Nossas fontes de informação refletem, em certa medida, a realidade, mas todas ou quase todas se colocam necessariamente à distância dessa realidade. O problema, para nós historiadores, é medir essa distância, discernir as deformações que podem ter decorrido da pressão da ideologia. Evidentemente, essa distância é mais ou menos larga de acordo com as categorias de fontes e, de acordo com os períodos, as imagens que recolhemos são mais ou menos estilizadas, mais ou menos realistas. Todavia, e essa é a minha convicção pessoal, jamais essa tela poderá ser totalmente rasgada. Devemos abandonar o sonho positivista de atingir a realidade das coisas do passado. Nós permaneceremos sempre separados delas.
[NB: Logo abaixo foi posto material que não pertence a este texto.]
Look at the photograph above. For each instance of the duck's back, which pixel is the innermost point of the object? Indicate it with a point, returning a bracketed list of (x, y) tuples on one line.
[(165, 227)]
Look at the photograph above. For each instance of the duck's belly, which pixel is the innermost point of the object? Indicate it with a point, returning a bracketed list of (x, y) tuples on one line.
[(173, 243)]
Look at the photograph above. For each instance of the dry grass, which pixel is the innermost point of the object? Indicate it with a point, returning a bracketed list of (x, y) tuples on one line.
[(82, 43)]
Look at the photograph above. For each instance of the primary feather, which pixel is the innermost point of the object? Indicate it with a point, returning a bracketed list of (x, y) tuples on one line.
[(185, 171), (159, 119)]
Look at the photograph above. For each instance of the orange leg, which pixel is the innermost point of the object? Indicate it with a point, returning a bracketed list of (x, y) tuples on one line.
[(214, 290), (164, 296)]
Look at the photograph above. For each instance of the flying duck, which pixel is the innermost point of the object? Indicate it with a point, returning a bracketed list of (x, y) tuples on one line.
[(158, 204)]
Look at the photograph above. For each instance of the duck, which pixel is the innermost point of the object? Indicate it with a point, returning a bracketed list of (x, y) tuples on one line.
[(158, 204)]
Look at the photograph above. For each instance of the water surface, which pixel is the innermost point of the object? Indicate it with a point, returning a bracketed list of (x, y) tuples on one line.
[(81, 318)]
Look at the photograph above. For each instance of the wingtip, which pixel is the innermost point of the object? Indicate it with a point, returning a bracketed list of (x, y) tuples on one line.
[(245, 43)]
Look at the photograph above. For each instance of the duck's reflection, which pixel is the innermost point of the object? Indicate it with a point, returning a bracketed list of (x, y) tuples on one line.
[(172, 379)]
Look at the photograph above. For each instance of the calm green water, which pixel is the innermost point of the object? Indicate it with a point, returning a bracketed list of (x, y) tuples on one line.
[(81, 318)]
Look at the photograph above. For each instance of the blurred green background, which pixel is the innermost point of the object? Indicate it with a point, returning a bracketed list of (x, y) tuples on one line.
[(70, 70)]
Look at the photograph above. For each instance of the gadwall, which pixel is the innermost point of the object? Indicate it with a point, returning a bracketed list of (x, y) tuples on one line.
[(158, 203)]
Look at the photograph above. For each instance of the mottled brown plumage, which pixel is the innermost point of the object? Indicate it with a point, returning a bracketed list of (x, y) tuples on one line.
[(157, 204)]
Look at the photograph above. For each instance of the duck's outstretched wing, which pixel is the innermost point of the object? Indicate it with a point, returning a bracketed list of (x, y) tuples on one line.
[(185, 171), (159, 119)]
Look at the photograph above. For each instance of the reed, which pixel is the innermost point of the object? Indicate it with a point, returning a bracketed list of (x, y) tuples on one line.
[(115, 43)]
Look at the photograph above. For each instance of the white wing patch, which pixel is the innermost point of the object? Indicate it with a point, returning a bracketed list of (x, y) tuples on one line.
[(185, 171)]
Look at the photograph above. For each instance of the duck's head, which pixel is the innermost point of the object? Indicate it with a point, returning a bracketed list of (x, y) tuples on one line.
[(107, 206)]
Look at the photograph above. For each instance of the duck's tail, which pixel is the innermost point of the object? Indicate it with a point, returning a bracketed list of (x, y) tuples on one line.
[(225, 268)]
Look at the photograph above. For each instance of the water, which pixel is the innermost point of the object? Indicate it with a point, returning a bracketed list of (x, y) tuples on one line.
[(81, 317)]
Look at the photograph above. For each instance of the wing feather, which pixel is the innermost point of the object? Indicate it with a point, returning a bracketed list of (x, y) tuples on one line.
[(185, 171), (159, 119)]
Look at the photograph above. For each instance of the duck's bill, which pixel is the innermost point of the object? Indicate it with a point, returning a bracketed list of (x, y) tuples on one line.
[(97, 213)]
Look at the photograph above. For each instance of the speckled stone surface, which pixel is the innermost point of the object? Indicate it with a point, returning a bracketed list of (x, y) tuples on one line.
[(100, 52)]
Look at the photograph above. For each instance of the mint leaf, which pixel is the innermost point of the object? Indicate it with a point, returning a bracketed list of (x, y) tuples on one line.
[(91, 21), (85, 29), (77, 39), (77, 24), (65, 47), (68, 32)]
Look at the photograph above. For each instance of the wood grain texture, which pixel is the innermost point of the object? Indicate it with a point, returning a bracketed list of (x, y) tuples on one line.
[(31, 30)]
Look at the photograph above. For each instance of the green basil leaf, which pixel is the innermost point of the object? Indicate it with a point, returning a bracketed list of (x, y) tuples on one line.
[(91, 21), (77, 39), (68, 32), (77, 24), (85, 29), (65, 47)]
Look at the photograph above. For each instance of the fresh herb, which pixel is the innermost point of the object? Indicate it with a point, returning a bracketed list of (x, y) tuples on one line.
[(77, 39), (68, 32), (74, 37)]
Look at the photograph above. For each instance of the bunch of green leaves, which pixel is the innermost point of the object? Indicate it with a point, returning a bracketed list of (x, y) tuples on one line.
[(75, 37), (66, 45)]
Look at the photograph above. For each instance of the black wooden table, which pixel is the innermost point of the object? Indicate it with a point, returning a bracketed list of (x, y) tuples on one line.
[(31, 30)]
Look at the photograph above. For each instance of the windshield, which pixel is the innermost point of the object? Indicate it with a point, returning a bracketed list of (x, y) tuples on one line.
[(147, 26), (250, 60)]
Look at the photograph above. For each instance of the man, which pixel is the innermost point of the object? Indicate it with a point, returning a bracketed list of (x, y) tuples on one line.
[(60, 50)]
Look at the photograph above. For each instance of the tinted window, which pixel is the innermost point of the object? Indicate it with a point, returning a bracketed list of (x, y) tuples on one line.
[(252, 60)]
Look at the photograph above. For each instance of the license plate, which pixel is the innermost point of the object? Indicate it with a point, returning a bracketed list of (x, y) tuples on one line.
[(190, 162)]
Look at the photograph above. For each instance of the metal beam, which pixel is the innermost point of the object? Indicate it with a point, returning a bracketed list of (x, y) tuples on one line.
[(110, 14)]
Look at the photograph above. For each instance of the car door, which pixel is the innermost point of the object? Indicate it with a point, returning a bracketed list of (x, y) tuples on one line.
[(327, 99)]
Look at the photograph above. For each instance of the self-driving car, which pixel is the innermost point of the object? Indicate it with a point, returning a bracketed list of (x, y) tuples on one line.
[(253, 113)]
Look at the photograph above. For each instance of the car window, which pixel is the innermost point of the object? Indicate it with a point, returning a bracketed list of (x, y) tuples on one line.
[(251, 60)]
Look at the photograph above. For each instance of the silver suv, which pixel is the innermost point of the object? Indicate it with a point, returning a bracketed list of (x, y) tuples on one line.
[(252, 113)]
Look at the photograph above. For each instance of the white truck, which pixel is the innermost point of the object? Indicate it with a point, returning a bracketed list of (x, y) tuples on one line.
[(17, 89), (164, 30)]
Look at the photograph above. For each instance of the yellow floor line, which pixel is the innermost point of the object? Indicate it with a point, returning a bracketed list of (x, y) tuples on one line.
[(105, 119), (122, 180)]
A tendência pela conservação dos quadros culturais é, como aponta Duby (1990, p. 133), construída “sobre uma armação de tradições, aquelas que, de geração em geração, são transmitidas, sob múltiplas formas, pelos diversos sistemas de educação, aquelas cujo

sustentáculo sólido é constituído pela linguagem, pelos ritos e pelas convivências sociais”. O que remanesce e o que muda neste movimento é a pergunta instigadora.